Cari Berita

Breaking News

Balada Seorang Narapidana (Bagian 207)

Dibaca : 0
 
INILAMPUNG
Selasa, 26 Juli 2022


Oleh, Dalem Tehang     


ISTRIKU memelukku penuh keharuan. Ada sesenggukan di batinnya. Getarannya sangat aku rasakan. Aku menyadari betapa beratnya beban kehidupan ia mesti jalani akibat aku terjerat kasus hukum ini. 


“Allah yang ngatur semuanya, dan Allah yang kuatkan kita semua. Tetep yakin ya, bunda,” ujarku, berbisik pelan di telinganya yang menempel di kepalaku.
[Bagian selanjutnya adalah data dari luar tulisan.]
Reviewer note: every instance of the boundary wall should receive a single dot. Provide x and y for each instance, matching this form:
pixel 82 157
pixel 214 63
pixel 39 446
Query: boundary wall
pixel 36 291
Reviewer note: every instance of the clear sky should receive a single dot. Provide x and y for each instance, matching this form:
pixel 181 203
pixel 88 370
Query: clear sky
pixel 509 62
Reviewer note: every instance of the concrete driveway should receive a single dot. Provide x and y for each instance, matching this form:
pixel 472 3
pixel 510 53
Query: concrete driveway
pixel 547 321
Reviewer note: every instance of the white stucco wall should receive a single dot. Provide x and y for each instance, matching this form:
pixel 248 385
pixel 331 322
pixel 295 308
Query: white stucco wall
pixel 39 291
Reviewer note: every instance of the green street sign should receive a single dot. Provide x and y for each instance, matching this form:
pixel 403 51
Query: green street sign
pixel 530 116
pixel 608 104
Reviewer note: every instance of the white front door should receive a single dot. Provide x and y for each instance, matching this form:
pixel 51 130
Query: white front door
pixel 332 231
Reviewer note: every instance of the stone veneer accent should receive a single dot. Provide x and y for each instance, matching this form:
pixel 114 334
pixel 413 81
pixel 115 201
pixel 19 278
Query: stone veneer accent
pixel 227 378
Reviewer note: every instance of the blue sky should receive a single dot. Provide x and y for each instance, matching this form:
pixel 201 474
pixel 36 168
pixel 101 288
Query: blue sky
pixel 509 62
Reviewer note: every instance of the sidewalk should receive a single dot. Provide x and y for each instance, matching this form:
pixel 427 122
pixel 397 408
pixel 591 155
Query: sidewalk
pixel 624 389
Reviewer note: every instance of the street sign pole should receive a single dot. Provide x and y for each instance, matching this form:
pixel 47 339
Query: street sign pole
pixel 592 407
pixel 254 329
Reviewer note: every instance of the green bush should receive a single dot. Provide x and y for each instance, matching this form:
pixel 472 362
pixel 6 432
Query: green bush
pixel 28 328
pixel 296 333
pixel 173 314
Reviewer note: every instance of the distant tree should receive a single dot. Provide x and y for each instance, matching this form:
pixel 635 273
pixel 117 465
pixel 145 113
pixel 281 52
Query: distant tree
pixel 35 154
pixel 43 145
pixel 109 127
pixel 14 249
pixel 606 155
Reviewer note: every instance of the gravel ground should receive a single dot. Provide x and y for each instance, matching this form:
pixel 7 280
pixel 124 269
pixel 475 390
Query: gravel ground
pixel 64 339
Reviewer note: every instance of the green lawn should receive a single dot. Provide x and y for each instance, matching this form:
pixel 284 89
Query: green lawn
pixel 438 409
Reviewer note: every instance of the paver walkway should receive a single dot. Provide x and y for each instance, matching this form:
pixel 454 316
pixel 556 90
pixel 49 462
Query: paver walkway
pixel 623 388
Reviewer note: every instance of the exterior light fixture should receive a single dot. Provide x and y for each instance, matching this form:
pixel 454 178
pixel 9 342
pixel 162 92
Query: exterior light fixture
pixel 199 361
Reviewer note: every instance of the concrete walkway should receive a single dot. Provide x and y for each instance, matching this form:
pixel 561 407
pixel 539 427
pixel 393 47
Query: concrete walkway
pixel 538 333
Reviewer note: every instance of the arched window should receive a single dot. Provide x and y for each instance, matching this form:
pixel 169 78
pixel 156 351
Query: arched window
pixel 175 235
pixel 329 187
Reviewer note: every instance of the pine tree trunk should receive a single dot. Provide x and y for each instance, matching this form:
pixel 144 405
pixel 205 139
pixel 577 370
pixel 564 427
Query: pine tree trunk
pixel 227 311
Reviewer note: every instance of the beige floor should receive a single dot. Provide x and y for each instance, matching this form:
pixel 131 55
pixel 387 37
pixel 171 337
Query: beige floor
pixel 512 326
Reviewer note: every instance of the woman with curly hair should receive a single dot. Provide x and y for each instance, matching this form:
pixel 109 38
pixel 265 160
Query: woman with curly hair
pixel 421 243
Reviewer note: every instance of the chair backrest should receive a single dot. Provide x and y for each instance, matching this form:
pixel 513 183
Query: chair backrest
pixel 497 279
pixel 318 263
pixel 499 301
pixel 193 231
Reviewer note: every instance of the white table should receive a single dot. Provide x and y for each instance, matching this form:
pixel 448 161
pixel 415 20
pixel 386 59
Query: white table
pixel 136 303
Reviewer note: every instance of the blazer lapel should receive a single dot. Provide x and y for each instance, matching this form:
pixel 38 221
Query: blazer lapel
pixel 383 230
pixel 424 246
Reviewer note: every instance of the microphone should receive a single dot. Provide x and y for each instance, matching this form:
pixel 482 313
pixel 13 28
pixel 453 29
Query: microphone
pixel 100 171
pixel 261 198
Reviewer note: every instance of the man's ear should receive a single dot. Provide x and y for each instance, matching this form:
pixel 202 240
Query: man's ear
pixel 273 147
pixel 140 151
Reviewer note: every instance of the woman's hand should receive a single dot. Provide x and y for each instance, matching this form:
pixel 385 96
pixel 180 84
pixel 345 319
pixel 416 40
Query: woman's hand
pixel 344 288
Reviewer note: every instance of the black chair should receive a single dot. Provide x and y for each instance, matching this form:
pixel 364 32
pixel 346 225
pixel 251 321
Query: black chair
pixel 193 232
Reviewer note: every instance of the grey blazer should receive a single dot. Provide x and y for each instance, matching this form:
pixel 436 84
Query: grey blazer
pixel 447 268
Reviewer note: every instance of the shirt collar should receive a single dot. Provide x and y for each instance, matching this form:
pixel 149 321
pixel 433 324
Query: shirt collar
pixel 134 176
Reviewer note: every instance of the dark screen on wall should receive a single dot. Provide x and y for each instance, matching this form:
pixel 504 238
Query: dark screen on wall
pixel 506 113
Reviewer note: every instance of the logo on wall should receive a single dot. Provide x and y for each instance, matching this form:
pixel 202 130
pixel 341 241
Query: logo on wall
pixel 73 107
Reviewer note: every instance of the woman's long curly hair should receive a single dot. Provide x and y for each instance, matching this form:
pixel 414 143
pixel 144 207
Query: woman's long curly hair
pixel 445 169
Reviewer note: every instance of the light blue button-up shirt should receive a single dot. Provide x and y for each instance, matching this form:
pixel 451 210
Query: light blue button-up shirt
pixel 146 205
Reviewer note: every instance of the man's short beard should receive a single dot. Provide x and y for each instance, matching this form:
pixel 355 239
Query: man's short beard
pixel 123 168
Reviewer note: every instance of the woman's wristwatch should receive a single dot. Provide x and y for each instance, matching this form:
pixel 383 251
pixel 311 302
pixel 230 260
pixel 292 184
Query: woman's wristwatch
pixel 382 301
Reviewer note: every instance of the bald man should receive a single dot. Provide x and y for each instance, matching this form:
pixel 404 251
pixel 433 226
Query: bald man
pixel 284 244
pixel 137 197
Ia tidak menjawab. Hanya menganggukkan kepalanya. Pelan. Seakan telah tiada kekuatannya. Bulan kembali memelukku. Kami bertiga hanyut dalam peluk keharuan.


Tiba-tiba seorang tamping regis masuk. Melihat kami masih berpelukan untuk kemudian berpisah, ia hanya berdiri di depan pintu. Sesaat kemudian, ia menundukkan kepalanya. Memahami benar, betapa berat beban batin yang tengah kami rasakan.


“Ayo, bunda dan mbak. Waktu besukan ayah sudah habis,” kata Halilintar, seraya mengambil kantong plastik berisi pakaian kotorku. Untuk dibawa pulang. Dicuci di rumah.   


Aku antar istriku Laksmi, Bulan, dan Halilintar sampai pintu ruang pemeriksaan akhir bagi pembesuk. Puluhan orang tengah mengantri untuk keluar juga. Setelah menemui keluarganya yang menjadi penghuni rutan.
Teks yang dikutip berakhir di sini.